2022/03/3011:0247人が見ました

 良品質施工をする場合に不可欠なことが、職人・協力業者のパートナー化です。どんなに素晴らし設計図ができても、また優秀な現場監督がいても、良い住宅が出来るわけではありません。そこには、優れた職人・協力業者が必要なのです。住宅業界は、職人・協力業者がパートナーとして存在することで成り立つものです。工務店・ビルダーにとって、職人・協力業者は社員ではないがトータル機能で欠くべからずの機能であり、機能分担であり、重要なパートナーであることを忘れてはいけません。単なる元請け・下請けの関係ではないのです。

 

工務店と職人・協力業者の関係はお金だけではなく、志を同じくするCS実現共同体です。お客様の家づくりに対し全身全霊で対応し、この真剣な住まいづくりの行動が評価され、お客様の紹介やご近所の方からの受注につなげることが出来るのです。この結果、業績が順調になり、利益を得ることができ、さらにお客様の感動と紹介の輪が広がっていく善の循環になるのです。

 

 もし、マナーが悪い職人・協力業者がいたら、近隣の方はどう思うでしょうか? 「〇〇工務店は良くないね」と思うはずです。「△△の業者」ではなく、工務店・ビルダーの評価になります。するとその現場のお施主様はどう思うでしょう? 近隣の方に対し、肩身の狭い思いをすることになります。
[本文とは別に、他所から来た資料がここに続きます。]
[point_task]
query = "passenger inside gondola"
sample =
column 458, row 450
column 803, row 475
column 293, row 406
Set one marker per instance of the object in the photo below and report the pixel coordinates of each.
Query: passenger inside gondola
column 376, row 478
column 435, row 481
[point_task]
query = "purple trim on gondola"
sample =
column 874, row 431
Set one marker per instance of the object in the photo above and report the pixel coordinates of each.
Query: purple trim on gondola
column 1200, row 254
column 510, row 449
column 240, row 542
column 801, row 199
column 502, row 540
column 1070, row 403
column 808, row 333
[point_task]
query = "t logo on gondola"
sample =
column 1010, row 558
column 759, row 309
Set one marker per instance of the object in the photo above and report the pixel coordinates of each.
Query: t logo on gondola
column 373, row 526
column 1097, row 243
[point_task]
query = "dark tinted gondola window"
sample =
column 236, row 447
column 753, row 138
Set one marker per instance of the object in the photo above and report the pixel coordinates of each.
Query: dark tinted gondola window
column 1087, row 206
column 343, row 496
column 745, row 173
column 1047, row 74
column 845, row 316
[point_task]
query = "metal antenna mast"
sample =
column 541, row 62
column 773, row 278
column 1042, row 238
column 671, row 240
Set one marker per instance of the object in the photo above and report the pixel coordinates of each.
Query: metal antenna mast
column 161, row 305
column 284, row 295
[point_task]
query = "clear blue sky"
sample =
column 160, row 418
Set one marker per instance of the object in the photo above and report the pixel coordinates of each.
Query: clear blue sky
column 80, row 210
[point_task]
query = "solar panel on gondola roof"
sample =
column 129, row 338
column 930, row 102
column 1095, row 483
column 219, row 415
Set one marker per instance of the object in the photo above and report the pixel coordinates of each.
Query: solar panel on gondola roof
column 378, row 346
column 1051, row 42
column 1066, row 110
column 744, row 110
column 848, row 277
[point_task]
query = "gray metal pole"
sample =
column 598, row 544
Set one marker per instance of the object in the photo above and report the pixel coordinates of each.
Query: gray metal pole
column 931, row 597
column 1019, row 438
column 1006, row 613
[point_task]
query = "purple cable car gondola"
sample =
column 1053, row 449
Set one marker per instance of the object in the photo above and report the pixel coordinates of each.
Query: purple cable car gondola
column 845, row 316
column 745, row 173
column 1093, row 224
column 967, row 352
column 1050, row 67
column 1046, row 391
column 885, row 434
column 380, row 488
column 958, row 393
現場で働く方全員が、お施主様と近隣との橋渡しになるのです。

 

 このように、工務店と職人・協力業者はCS実現共同体であり、利益実現共同体であり、工務店を中心にして職人・協力業者の双方向コミュニケーションによる円運動が本来の形となります。協働はそれぞれが別個に勝手な行動をするのではなく、それぞれの立場で同じ考え方(理念)に基づき、同じ方針で同じ目的に向かって、協力して働く行動をいいます。工務店の営業・設計・工事の社員も、職人も、協力業者も同じベクトル(合力)でCS実現をはかるのです。

 

 この協働・共感・共有のチームができて初めて、良い家づくりができるのです。本物のチームができれば、良品質ができます。それはお互いが同じ理念を持ち、良識を持って参画しており、責任を持って施工するからです。パートナー化の職人・協力業者は信頼のチームであり、自主・連帯と自己責任が明確なチームとなります。

 

 工務店は住まいづくりの思想・哲学をしっかりと語り、これに賛同してくれる職人・協力業者を選ぶ、職人・協力業者も共に歩むのに信ずるに値する工務店・ビルダーかどうかを厳しく選択しなければならないのです。この選択にお互い妥協はいりません。しかし、一旦選択しチームに合流したならば、全力で理念実現のために合目的の活動をしなければなりません。

 

 パートナーに参画する職人・協力業者が守るべきことは、以下の点です。

CS・利益・運命共同体意識

本当に喜ばれる家づくりを目指す

工事三大条件(現場きれい、工期厳守、残手直し工事ゼロの引き渡し)を遵守し正しい施工をおこなう

自主検査-責任施工の徹底

好印象マナーで近隣配慮

何かがあればスピード対応

チーム行事に積極参加

 

パートナー化が進化したチームが出来上がれば、負けることはありません。これからの住宅市場を考えると、真のパートナー組織ができるように努力する価値はあります。どこから始めるか? 現場きれいから始めたらいかがですか? そして、チーム力でお客様に信頼される住宅会社になってください。現場監督の役割は、とても重要です。